8th President of Point University
- Incumbent
- Assumed office July 1, 2025
- Preceded by: Dean C. Collins

Personal details
- Children: 2
- Education: Point University

= Stacy Bartlett =

American academic administrator

Stacy A. Bartlett is an American academic administrator who is the incoming president of Point University. On February 13, 2025, she was named its eighth president, becoming the first woman to hold the position. She is scheduled to assume office on July 1, 2025.

== Early life and education ==
A native of Metro Atlanta, Bartlett graduated from Point University in 2005. That year, she was the recipient of the Hathcock Award, the highest honor the university bestows on a graduating senior. After graduating from Point, Bartlett earned a Master of Business Administration (MBA) and a doctorate in higher education leadership.

== Career ==
Bartlett has worked for Point University since her graduation in 2005. She began her career as an admission counselor and subsequently served in a variety of roles, including director of admission, vice president of enrollment management, vice president of advancement, and chief advancement and enrollment officer. Most recently, she was the university's chief of staff. As chief of staff, Bartlett oversaw the university's fundraising efforts and the Elevate program, an initiative offering debt-free college degrees to employees in various organizations. Her experience includes enrollment management, fundraising, departmental restructuring, strategic planning, and project management.

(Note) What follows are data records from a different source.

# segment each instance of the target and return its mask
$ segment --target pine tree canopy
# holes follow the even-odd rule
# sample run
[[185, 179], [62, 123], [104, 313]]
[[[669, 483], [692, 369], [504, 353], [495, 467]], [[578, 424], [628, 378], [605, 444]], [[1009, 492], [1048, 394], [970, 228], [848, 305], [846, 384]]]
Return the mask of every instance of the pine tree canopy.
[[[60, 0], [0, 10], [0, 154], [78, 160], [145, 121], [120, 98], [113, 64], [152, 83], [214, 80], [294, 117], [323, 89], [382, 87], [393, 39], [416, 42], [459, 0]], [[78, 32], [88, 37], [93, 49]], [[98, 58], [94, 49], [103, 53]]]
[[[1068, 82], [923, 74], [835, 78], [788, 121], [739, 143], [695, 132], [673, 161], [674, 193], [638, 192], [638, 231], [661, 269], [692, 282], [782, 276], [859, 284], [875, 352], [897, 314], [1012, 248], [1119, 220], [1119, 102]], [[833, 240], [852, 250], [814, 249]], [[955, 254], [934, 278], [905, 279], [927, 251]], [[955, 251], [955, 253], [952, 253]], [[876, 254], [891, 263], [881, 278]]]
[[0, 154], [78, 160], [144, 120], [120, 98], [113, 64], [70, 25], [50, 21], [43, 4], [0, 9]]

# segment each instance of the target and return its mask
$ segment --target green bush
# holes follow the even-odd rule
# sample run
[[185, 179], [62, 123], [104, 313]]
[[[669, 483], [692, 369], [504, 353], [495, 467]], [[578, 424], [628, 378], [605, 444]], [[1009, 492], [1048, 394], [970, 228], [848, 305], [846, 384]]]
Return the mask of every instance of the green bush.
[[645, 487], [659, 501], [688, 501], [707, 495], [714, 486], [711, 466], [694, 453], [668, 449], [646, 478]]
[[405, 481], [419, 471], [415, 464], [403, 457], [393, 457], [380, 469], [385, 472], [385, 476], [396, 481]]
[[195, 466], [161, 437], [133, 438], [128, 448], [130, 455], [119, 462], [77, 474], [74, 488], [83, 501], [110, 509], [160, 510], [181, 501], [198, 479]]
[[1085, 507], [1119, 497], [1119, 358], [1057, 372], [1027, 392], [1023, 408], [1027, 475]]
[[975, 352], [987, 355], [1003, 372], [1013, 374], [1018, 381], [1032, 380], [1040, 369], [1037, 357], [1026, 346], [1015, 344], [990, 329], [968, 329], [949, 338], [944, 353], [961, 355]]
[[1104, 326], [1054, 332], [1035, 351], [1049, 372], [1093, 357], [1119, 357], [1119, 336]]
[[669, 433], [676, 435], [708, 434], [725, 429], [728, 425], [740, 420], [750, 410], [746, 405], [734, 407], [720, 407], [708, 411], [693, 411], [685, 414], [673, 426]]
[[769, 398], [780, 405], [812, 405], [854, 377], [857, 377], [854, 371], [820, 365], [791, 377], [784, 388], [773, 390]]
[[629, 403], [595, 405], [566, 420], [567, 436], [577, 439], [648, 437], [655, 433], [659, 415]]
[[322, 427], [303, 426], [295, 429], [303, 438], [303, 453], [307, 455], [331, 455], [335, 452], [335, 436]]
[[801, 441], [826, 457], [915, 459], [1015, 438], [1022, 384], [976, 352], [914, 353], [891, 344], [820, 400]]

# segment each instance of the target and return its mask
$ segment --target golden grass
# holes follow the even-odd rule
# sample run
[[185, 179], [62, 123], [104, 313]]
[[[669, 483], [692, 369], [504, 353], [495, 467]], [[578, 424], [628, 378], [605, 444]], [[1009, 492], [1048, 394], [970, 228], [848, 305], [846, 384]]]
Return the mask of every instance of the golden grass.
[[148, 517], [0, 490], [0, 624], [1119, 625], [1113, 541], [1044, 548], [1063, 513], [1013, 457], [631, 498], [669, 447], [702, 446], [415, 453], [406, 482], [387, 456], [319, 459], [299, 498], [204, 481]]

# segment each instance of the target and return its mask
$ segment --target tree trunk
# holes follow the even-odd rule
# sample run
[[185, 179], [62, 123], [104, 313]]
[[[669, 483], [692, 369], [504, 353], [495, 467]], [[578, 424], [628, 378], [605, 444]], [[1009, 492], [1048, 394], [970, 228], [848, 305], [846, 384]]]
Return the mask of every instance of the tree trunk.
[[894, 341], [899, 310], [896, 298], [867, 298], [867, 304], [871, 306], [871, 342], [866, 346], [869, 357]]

In the fall of 2024, Point University began a national presidential search after president Dean C. Collins announced his intention to retire. The university's board of trustees hired the firm FaithSearch Partners to facilitate the process, which began with a pool of over 1,000 individuals. The firm held conversations with 40 candidates, leading to a series of interviews with the search committee. Bartlett was announced as the eight president on February 13, 2025, becoming the first woman to hold the position. Collins will leave office on June 30, 2025, and transition to the role of chancellor, assisting with special projects. Bartlett will assume the presidency on July 1, 2025.

== Personal life ==
Bartlett resides in Senoia, Georgia, with her husband, Jeremiah, and their two daughters. Jeremiah is a 2004 graduate of Point University and works at Southside Church, overseeing digital communications and strategy. Bartlett also serves at Southside Church.